From a humble point of view, as I was attending a bioinformatics and genomics workshop held in FOPCU, the lecturer was pointing to us, that up until now, no one has managed to come up with a method capable of converting a full-functioning protein back into the original nucleotide sequence on its corresponding gene. At that instance, the following thought occurred to me, as to why this would ever be needed?
For starters, we already have the protein in hand, its 3D structure is, for many, completely figured out and some even their orientation in space, their actions and functions. Then, as far as I understand, being the mould from which a protein is later assembled is the only function a gene, or one which is expressed anyways, has. Knowing that for instance, in gastrin hormone, the 4th amino acid is leucine, would it matter whether it was translated from the codon CUA and not UUG?
Now three thoughts impose themselves. I could only imagine that the presence of SNPs (which is basically a nucleotide that varies among individuals and thought to influence certain traits) within the nucleotide sequence of the gene is the reason behind the researchers’ attention. However, this ultimately means, that if a method were to exist, it would have to produce a different nucleotide sequence for proteins coming from different people. Simple logic.

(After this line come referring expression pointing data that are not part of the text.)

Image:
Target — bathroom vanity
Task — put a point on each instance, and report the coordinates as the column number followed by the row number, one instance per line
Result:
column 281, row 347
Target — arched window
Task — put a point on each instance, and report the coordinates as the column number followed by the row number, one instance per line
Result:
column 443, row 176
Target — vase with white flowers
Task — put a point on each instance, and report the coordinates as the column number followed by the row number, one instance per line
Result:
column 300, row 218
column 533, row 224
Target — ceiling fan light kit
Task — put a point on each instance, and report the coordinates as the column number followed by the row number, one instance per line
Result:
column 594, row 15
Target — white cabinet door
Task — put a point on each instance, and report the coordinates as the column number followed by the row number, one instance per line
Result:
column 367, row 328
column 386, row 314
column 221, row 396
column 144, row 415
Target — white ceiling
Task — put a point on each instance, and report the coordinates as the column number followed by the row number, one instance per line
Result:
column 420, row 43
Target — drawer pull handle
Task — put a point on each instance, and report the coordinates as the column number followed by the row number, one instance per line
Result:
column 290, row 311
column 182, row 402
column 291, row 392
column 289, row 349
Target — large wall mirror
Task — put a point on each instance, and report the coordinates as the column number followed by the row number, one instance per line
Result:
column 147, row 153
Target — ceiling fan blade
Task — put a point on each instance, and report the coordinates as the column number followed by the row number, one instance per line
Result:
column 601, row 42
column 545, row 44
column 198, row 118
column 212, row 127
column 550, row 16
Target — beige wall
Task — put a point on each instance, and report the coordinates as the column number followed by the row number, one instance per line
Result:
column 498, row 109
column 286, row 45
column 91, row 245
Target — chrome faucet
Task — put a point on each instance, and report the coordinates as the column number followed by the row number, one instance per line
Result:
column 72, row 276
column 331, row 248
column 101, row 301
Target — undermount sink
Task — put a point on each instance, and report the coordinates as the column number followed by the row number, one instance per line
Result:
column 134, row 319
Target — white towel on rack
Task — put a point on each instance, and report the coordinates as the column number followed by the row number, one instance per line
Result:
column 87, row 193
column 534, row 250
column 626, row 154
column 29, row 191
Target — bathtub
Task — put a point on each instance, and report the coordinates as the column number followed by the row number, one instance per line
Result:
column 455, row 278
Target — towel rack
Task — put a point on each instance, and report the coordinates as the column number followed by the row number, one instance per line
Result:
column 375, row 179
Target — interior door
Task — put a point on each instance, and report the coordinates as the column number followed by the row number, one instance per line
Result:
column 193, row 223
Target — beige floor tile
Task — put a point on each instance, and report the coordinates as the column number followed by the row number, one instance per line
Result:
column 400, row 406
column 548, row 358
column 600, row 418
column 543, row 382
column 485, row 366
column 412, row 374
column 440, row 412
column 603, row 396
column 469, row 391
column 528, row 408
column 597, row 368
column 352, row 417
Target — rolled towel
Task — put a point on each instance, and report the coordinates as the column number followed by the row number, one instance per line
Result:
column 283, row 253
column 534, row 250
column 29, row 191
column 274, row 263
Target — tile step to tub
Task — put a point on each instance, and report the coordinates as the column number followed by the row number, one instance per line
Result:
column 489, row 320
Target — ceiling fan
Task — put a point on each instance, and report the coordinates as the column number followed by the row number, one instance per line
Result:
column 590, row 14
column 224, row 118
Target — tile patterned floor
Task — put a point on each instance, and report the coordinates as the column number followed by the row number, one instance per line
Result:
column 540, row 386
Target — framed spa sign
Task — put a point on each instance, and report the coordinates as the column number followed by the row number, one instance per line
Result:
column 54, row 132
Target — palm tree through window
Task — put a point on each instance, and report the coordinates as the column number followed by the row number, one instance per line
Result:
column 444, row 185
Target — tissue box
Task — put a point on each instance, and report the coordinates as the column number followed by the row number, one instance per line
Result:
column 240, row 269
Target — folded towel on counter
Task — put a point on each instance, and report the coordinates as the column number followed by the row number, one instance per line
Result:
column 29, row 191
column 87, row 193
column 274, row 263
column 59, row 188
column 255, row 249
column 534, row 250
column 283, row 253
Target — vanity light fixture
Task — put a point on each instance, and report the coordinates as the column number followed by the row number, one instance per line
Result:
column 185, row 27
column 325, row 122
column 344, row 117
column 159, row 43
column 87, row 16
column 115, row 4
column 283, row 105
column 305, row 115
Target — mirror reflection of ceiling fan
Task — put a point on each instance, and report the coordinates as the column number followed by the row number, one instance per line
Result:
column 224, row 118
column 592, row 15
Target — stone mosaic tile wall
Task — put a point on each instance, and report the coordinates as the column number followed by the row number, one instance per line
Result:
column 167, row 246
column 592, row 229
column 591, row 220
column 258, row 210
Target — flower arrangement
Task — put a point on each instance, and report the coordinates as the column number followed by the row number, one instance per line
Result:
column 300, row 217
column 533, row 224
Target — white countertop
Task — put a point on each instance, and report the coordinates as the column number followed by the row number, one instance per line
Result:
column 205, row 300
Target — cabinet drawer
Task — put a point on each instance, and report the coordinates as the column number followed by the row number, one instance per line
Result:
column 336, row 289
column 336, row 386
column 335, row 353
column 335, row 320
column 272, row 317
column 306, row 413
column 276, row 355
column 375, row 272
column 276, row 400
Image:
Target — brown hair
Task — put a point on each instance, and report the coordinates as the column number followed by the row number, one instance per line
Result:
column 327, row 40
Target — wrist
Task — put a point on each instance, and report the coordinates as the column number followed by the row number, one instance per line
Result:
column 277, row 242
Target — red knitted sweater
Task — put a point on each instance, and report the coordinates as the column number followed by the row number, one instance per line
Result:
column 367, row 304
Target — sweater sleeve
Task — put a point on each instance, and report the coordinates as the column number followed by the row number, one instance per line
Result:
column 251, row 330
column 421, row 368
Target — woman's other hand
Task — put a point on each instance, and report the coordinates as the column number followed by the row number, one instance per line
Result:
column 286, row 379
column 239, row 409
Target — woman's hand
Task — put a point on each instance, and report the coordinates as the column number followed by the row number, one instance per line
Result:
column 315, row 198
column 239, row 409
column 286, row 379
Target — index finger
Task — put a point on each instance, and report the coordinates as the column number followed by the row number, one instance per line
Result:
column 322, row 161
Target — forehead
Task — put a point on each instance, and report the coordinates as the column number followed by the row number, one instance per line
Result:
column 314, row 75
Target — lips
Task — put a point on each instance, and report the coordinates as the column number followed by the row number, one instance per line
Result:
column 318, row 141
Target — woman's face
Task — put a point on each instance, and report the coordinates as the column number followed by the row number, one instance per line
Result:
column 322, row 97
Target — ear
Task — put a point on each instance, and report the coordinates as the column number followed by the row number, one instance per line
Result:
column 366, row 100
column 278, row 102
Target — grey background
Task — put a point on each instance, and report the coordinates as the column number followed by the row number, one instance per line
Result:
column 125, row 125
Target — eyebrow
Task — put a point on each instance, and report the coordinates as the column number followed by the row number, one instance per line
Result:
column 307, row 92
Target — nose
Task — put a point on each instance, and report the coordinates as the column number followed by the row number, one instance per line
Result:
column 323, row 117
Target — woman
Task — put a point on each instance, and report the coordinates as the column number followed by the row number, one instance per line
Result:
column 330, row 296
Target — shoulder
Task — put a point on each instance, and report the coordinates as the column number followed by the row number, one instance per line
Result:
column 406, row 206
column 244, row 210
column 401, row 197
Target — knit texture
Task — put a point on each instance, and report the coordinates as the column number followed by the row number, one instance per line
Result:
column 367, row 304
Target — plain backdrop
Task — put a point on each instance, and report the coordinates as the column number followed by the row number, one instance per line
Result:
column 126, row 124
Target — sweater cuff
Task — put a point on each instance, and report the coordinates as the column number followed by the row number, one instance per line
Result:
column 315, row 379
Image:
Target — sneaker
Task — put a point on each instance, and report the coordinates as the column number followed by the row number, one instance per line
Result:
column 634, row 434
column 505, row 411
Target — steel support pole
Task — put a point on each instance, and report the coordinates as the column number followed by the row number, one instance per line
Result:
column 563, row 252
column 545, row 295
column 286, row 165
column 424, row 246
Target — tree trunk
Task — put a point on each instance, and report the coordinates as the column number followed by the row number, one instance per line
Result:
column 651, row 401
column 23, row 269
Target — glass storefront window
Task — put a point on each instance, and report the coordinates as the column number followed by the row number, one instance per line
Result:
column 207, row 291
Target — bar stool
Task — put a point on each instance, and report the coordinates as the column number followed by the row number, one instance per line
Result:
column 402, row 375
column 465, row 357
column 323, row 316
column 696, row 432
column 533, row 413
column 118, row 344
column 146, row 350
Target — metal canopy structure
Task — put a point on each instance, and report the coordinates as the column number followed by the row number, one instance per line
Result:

Another probable explanation, that could come to mind, would be the existence of a difference in the structure of the leucine amino acid, held on tRNA molecules with varying anticodons, where each would have some “characteristic” features that distinguish it from the other tRNA. If that were the case, then it probably has managed to fly below the radar for quite some time, as no matter which reference I turn to, it is taken for granted that these amino acids are carbon copies. So being non-identical in any way, would cause the resulting protein to function in a slightly different manner, which could explain the diversity of their actions in varying individuals. Who knows?
Last, but not least, is the possibility of gaining fast insight into the genome of a previously undiscovered species of living organism, where one can quickly figure out all the expressed genes through this simple task of “reverse translation”. However sequences of the unexpressed genes would still have to adopt the old-fashioned way. No choice there!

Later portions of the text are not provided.